Google changes in the coming months include:

  • A new policy allowing anyone under 18, or their parent or guardian, to request removal of their images from Google Image search results.
  • Blocking ad targeting based on the age, gender or interests of people under 18.
  • Users under 18 will not have the ability to turn on location history (which is off by default).
  • SafeSearch, which filters out explicit results, will be turned on for existing users under 18 and will be the default setting for teens creating new accounts.
  • Apps will be required to disclose how they use data as part of a new safety section for Google Play, which will also highlight which apps follow Google’s family policies.

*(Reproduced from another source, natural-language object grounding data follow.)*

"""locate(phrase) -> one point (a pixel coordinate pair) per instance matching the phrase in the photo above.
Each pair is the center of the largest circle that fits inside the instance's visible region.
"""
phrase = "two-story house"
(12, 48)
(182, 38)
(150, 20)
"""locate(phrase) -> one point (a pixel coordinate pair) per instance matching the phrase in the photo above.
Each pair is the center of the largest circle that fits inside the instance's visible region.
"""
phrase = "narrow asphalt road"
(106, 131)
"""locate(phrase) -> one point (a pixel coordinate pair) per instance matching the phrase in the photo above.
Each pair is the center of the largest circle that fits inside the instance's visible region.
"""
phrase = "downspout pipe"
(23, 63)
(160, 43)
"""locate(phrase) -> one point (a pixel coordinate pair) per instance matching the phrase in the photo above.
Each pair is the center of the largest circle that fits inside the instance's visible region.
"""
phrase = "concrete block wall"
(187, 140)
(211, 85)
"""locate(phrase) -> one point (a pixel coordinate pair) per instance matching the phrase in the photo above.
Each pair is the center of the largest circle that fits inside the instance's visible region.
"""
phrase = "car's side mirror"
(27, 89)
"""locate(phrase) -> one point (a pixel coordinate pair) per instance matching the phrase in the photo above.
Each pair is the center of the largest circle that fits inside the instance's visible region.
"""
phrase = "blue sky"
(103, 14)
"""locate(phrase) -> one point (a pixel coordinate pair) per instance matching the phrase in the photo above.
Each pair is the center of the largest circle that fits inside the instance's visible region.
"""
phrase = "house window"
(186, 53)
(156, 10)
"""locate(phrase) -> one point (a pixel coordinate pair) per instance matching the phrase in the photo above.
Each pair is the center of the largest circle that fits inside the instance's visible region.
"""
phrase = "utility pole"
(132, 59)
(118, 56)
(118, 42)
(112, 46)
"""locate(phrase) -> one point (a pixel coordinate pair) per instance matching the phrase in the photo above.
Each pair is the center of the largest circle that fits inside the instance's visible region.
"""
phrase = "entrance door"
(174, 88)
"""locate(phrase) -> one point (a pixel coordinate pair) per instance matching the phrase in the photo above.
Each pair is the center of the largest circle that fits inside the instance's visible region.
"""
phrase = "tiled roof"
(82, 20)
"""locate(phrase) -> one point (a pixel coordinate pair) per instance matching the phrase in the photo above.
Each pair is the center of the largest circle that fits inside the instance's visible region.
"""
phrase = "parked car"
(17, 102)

Meanwhile, YouTube changes include:

  • Removing “overly commercial” videos from YouTube Kids, which YouTube says could be content that focuses solely on product packaging or “directly encourages” kids to spend money.
  • Adjusting the default upload setting to the most private option for users between 13 and 17, with private uploads only being seen by the user and whoever they choose.
  • Turning on “take a break” and bedtime reminders by default for users 13-17, and turning autoplay off by default for the group (although they can turn it back on).
  • Adding an autoplay option for YouTube Kids, but turning it off as the default setting in the app.

In addition to the product and policy changes, Google said it is developing new informational resources for young people and their parents to help them better understand what data is being collected, why and how it is used.

The moves come after years of criticism from government officials, parents, and advocacy groups.